Yes, I did help Bill this year and it gave me a human face to put on poverty. During our last dinner, the director of the program led us in a debriefing exercise. We each were asked to select one questions from a hat.  Some of these questions were: What did you learn that you didn't know before? Has your view on homelessness changed?  What did HOPE to HOME teach you about yourself?

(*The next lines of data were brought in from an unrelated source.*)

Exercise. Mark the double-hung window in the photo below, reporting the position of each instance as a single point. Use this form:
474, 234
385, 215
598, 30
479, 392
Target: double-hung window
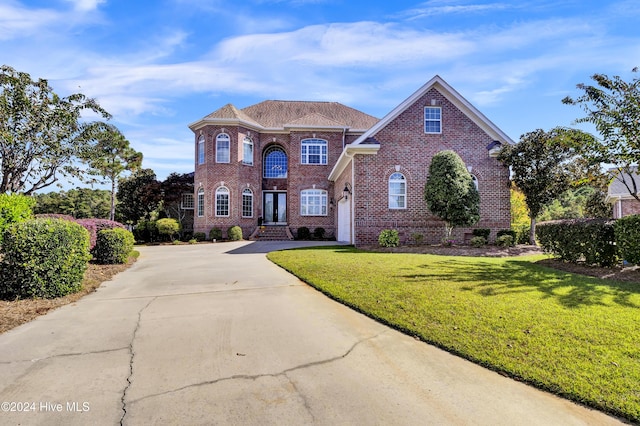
397, 191
222, 201
223, 147
432, 120
313, 202
314, 151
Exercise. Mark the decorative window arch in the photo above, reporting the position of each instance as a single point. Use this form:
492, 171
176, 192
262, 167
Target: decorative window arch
247, 151
247, 203
313, 151
201, 146
222, 201
313, 202
200, 202
223, 148
275, 163
397, 191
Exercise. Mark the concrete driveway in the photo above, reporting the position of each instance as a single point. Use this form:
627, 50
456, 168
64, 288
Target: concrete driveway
216, 334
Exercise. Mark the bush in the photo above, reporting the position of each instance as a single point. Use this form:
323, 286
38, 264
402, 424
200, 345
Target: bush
482, 232
627, 234
215, 234
304, 233
234, 233
96, 225
591, 240
43, 258
14, 208
319, 233
389, 238
504, 240
113, 246
168, 227
478, 241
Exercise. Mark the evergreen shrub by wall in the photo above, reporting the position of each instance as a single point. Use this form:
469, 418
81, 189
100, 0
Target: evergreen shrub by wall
627, 232
43, 258
590, 240
113, 246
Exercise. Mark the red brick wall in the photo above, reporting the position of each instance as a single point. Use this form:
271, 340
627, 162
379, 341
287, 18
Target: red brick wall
406, 148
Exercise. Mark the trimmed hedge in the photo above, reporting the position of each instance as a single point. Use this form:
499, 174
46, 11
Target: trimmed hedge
590, 240
627, 232
113, 246
43, 258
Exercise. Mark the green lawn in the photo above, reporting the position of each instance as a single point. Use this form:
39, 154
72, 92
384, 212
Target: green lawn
576, 336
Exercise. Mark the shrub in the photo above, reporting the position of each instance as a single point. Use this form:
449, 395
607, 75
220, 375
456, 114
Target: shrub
234, 233
168, 226
504, 240
319, 233
591, 240
478, 241
389, 238
482, 232
627, 234
14, 208
304, 233
96, 225
215, 234
113, 246
43, 258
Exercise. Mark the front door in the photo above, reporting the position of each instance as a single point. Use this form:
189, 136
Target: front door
275, 207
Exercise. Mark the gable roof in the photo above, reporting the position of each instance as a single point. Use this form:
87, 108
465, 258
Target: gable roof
278, 115
452, 96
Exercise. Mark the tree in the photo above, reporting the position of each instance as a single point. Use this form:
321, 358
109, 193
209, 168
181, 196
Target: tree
139, 195
110, 157
539, 169
450, 192
613, 106
40, 132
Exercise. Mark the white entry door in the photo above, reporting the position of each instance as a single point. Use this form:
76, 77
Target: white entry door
344, 221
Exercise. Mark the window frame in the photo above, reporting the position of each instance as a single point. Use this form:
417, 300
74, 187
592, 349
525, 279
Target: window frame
247, 142
247, 194
306, 204
305, 155
201, 150
220, 139
429, 119
201, 202
394, 179
222, 191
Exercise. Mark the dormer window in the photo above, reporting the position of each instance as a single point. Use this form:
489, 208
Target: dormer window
433, 119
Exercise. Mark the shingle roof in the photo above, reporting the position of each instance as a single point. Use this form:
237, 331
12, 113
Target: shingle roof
278, 114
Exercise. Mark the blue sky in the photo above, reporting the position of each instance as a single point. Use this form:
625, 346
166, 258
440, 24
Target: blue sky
159, 65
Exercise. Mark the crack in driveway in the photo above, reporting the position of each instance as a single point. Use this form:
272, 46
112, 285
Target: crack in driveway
254, 377
131, 358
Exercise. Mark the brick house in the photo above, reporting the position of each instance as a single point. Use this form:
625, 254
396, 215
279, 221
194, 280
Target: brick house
290, 164
619, 196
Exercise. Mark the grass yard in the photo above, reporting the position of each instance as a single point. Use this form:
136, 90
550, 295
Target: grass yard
575, 336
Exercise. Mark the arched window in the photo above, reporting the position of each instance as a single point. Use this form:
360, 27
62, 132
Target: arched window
313, 202
222, 201
200, 202
247, 151
314, 151
223, 147
201, 149
275, 163
247, 203
397, 191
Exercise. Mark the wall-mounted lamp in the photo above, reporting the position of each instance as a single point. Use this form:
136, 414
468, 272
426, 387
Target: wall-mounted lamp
346, 191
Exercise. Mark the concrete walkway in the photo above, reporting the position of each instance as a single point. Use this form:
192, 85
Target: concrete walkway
216, 334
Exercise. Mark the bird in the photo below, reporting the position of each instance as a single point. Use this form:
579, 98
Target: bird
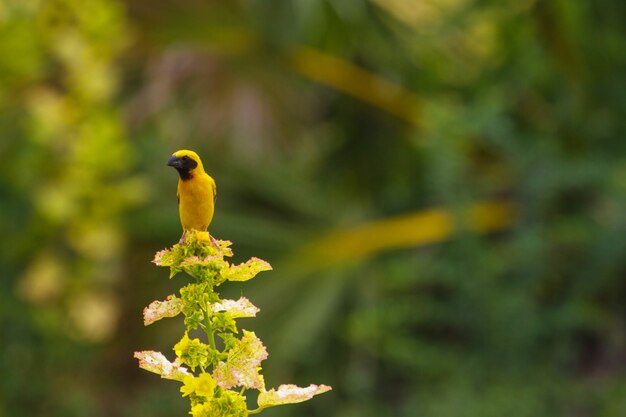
196, 192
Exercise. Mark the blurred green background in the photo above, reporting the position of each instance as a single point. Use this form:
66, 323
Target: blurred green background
439, 185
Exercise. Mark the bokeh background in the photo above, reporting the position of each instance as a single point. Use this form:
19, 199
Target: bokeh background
440, 186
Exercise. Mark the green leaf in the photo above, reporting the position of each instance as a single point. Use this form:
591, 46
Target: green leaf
193, 352
242, 366
236, 309
246, 270
157, 310
157, 363
289, 394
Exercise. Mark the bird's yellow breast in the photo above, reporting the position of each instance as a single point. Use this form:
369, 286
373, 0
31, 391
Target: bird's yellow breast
196, 202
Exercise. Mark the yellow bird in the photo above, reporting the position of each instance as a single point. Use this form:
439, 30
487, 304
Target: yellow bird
196, 192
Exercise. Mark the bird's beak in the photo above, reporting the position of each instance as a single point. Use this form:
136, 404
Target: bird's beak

What's the greatest accomplishment of the past year?

I grew from this experience as I think we all did in different ways.  Although every member of the group was not a Christian, the  Christian image of the body of Christ comes to mind.  I didn't take Bill to many of his appointments and I didn't help mend his clothes.  Yet I was part of the body.  I offered my caring and sensitive attitude and this was enough.

Prior to my brain injury, perhaps I would have been able to keep track of all Bill's doctor's appointments or take him where he needed to go without having to use a GPS. (Well, maybe not.  I've never had a good sense of direction) Yet I was part of a team where each person had different gifts.  We all worked together like the body of Christ.  This is something I am still trying to learn.  I can't do everything.  In fact I may be able to do only a little part now but every part is important in the body of Christ.  Even if it's just the big toe.   

Wednesday, February 8, 2012

GPS

There was an article in the Feb. 5 issue of the New York Times about using GPS devices.
http://www.nytimes.com/2012/02/05/opinion/sunday/is-gps-all-in-our-head.html?_r=1&scp=1&sq=Is%20GPS%20All%20in%20Our%20Heads?%20Julia%20Frankenstein&st=cse  Julia Frankenstein  is a psychologist and begins the article by suggesting that folks probably ask themselves,  "What did we ever do before GPS?"   She suggests we stop using them for when  we do, we don't work our brains.  She writes, "The psychologist Eleanor A. Maguire and her colleagues at University College London found that spatial experience actually changes brain structures.  As taxi drivers learned the spatial layout of London,... the areas of the brain integrating spatial memories - increased."

 On many of my driving excursions, I use a GPS.  Since I have no spatial orientation at all, this helps me.  However, the way I learn new information is through "errorless learning." ( Jan. 18, 2011) Prior to owning a GPS, I always wrote down directions and used them every time. I used them less and less until I felt confident.  Then I stopped using them completely. .  Every time I drive from the the doggie daycare to the Y, I use my GPS but yesterday I decided not to use it.  I got there just fine but I did have to pay attention to my surroundings instead of listening to a voice telling me where to turn. I was working the neurons in my brain which is what must be done to strengthen them.

This commentary reminded me to, as my husband says ,"be mindful of the tension between using compensatory strategies versus exercising our brains to learn new info."  This is a tough balance for me especially with spatial orientation issues.  Prior to my TBI, my sense-of-direction was poor and  I was always lost.  However, the feeling is different now.  I become upset and enter into a trance-like state.  I've  learned to take a few deep breaths and stop to get myself together but it is a horrible feeling.  I almost always have written directions when I use the GPS.  However , this article reminded me that I need to push myself away from using the GPS.